Subjects Method Variances DF t Value Pr > |t|
Read
 Pooled Equal 53 0.04 0.9650
Satterthwaite Unequal 52.414 0.05 0.9636
write Pooled Equal 53 -1.85 0.0693
Satterthwaite Unequal 45.648 -1.83 0.0731
math Pooled Equal 53 0.09 0.9325
Satterthwaite Unequal 52.272 0.09 0.9301
science Pooled Equal 53 0.82 0.4172
Satterthwaite Unequal 48.004 0.82 0.4164
socst Pooled Equal 53 -1.34 0.1868
Satterthwaite Unequal 50.542 -1.36 0.1787

Table 4: Comparison of Scores by Subject and Gender (Pooled and Satterthwaite Variance)

Null Hypotheses:

  • There is no difference between the mean scores of (read, write, math, science, socst) for males and females.

Alternative Hypotheses:

  • There is a difference between the mean scores of (read, write, math, science, socst) for males and females.

For each subject (read, write, math, science, socst), two types of t-tests were conducted: Pooled (Equal Variance) and Satterthwaite (Unequal Variance).

The p-value for all t-tests conducted is greater than the significance level (0.05), indicating that there is no significant difference between the mean scores across genders.

Part 5: Test for Equality of Means

Comparison of Sciences and Mathematics Scores of Females

Method Variances DF t Value Pr > |t|
Pooled Equal 44 0.97 0.3390
Satterthwaite Unequal 42.021 0.97 0.3393

Table 5: Comparison of Sciences and Mathematics Scores of Females (Pooled and Satterthwaite Variance)

Sciences and Mathematics Scores of Females

  • Pooled (Equal Variance)
  • Degrees of Freedom (DF): 44
  • t Value: 0.97
  • p-value (Pr> |t|): 0.3390
  • Satterthwaite (Unequal Variance)
  • Degrees of Freedom (DF): 42.021
  • t Value: 0.97
  • p-value (Pr> |t|): 0.3393

The p-values (0.3390 and 0.3393) are both greater than the significance level (0.05), indicating that there is no significant difference between the population mean of mathematics and science scores among females.
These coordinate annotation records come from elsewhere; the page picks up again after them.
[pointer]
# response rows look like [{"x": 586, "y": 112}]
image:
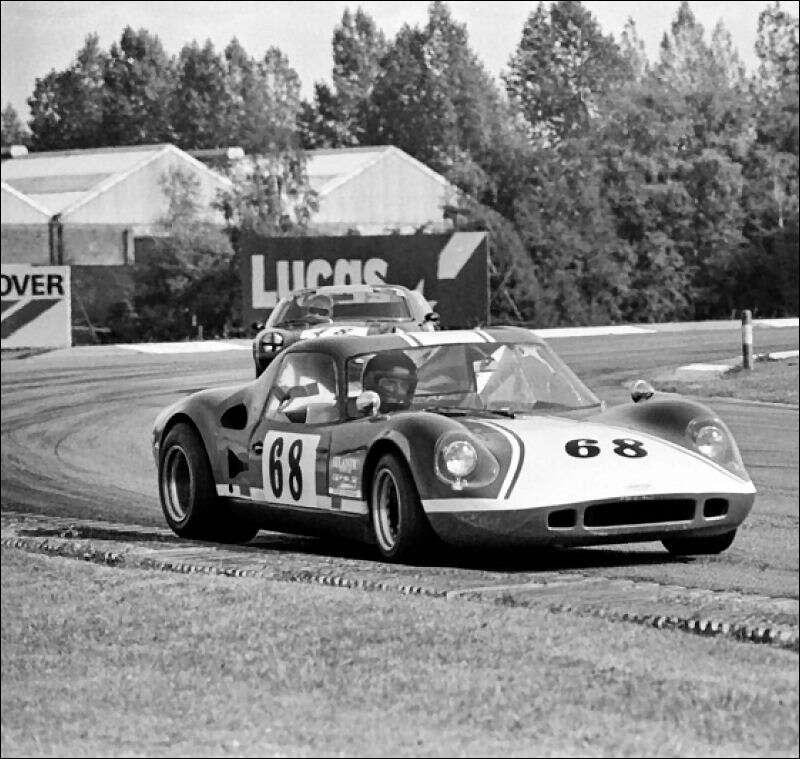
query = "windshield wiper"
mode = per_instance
[
  {"x": 465, "y": 411},
  {"x": 293, "y": 322}
]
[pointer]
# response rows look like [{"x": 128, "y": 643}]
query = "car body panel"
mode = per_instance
[{"x": 315, "y": 477}]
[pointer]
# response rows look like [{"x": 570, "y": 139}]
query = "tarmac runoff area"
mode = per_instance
[
  {"x": 705, "y": 371},
  {"x": 209, "y": 346},
  {"x": 78, "y": 481},
  {"x": 749, "y": 618}
]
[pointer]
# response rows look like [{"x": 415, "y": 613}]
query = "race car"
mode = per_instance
[
  {"x": 340, "y": 310},
  {"x": 471, "y": 437}
]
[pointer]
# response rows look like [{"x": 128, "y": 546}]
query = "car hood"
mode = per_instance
[{"x": 539, "y": 470}]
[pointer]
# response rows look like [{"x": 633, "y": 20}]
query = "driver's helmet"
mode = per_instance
[
  {"x": 319, "y": 305},
  {"x": 393, "y": 376}
]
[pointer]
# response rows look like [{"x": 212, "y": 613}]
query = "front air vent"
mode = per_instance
[
  {"x": 562, "y": 519},
  {"x": 715, "y": 507},
  {"x": 650, "y": 511}
]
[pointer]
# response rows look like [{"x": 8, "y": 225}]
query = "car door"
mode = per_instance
[{"x": 290, "y": 444}]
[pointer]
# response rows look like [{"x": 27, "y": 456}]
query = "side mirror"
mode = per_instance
[
  {"x": 368, "y": 402},
  {"x": 297, "y": 416},
  {"x": 641, "y": 390}
]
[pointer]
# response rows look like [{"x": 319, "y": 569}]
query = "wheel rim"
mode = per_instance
[
  {"x": 177, "y": 483},
  {"x": 387, "y": 510}
]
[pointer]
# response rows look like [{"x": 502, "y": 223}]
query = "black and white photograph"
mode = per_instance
[{"x": 400, "y": 378}]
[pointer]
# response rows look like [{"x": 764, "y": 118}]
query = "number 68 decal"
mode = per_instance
[
  {"x": 289, "y": 468},
  {"x": 584, "y": 448}
]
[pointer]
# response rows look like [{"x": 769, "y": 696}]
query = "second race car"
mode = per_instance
[
  {"x": 473, "y": 437},
  {"x": 340, "y": 310}
]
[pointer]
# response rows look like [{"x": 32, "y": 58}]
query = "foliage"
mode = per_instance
[
  {"x": 200, "y": 102},
  {"x": 613, "y": 187},
  {"x": 188, "y": 274},
  {"x": 67, "y": 106},
  {"x": 13, "y": 131},
  {"x": 139, "y": 82},
  {"x": 270, "y": 195},
  {"x": 561, "y": 67}
]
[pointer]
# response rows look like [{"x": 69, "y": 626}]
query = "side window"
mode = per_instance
[{"x": 304, "y": 390}]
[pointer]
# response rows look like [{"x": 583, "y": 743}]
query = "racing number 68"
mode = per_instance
[
  {"x": 294, "y": 457},
  {"x": 583, "y": 448}
]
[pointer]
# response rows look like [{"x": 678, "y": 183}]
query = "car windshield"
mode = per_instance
[
  {"x": 359, "y": 305},
  {"x": 504, "y": 378}
]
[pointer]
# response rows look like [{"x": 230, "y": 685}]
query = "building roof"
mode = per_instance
[
  {"x": 24, "y": 199},
  {"x": 329, "y": 168},
  {"x": 60, "y": 181}
]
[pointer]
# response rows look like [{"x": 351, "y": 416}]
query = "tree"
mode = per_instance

Writing and Social Sciences Scores of Females

  • Pooled (Equal Variance)
  • Degrees of Freedom (DF): 44
  • t Value: 0.11
  • p-value (Pr> |t|): 0.9129
  • Satterthwaite (Unequal Variance)
  • Degrees of Freedom (DF): 43.84
  • t Value: 0.11
  • p-value (Pr> |t|): 0.9129

The p-values (0.9129 for both tests) are greater than the significance level (0.05), indicating no significant difference between the population mean of writing and social science scores among females.

In conclusion, the analysis shows that there are no significant differences in midterm grades based on race or gender. Additionally, the scores follow a normal distribution, and there are no significant differences in mean scores across subjects and genders.